09 - Rolling Functions with Missing Values

Notes

These functions ignore NA values for now. Adjustments for handling NA values are covered in a separate vignette.
R already provides efficient versions of the functions covered here.
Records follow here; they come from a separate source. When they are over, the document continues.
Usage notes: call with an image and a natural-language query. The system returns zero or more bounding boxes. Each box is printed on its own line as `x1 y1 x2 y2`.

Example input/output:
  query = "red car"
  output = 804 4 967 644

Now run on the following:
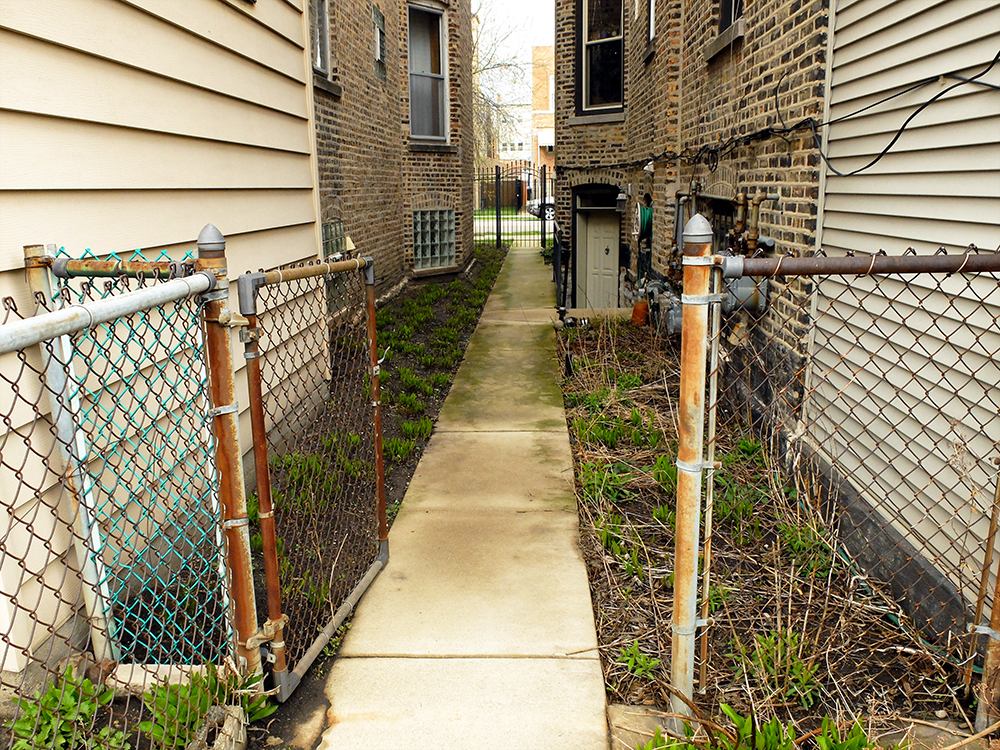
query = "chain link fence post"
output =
195 224 261 674
670 214 712 730
24 245 121 661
This is just to illustrate how to use C++ code.

Cumulative sum

The following function expands the previous cumsum_cpp() function to handle missing values.

[[cpp4r::register]]
doubles cumsum2_cpp(doubles x, bool na_rm = false) {
  int n = x.size();

  writable::doubles out(n);
  out[0] = x[0];

  if (na_rm == true) {
    for (int i = 1; i < n; ++i) {
      double y1 = out[i - 1], y2 = x[i];
      if (ISNAN(y2)) {
        out[i] = y1 + 0.0;
      } else {
        if (ISNAN(y1)) {
          out[i] = 0.0 + y2;
        } else {
          out[i] = y1 + y2;
        }
      }
    }
  } else {
    for (int i = 1; i < n; ++i) {
      double y1 = out[i - 1], y2 = x[i];
      if (ISNAN(y2)) {
        out[i] = NA_REAL;
      } else {
        if (ISNAN(y1)) {
          out[i] = NA_REAL;
        } else {
          out[i] = y1 + y2;
        }
      }
    }
  }

  return out;
}

To test the functions, you can run the following benchmark code in the R console:

set.seed(123) # for reproducibility
x <- rpois(1e6, lambda = 2) # 1,000,000 elements

cumsum(c(1, NA, 2, 4))
cumsum2_cpp(c(1, NA, 2, 4))
cumsum2_cpp(c(1, NA, 2, 4), na_rm = TRUE)

mark(
  cumsum(x),
  cumsum2_cpp(x)
)

Cumulative product

The following function expands the previous cumprod_cpp() function to handle missing values.

[[cpp4r::register]]
doubles cumprod2_cpp(doubles x, bool na_rm = false) {
  int n = x.size();

  writable::doubles out(n);
  out[0] = x[0];

  if (na_rm == true) {
    for (int i = 1; i < n; ++i) {
      double y1 = out[i - 1], y2 = x[i];
      if (ISNAN(y2)) {
        out[i] = y1 * 1.0;
      } else {
        if (ISNAN(y1)) {
          out[i] = 1.0 * y2;
        } else {
          out[i] = y1 * y2;
        }
      }
    }
  } else {
    for (int i = 1; i < n; ++i) {
      double y1 = out[i - 1], y2 = x[i];
      if (ISNAN(y2)) {
        out[i] = NA_REAL;
      } else {
        if (ISNAN(y1)) {
          out[i] = NA_REAL;
        } else {
          out[i] = y1 * y2;
        }
      }
    }
  }

  return out;
}

To test the functions, you can run the following benchmark code in the R console:

cumprod(c(1, NA, 2, 4))
cumprod2_cpp(c(1, NA, 2, 4))
cumprod2_cpp(c(1, NA, 2, 4), na_rm = TRUE)

mark(
  cumprod(x),
  cumprod2_cpp(x)
)

Cumulative minimum

The next function calculates the cumulative minimum of the elements of a vector.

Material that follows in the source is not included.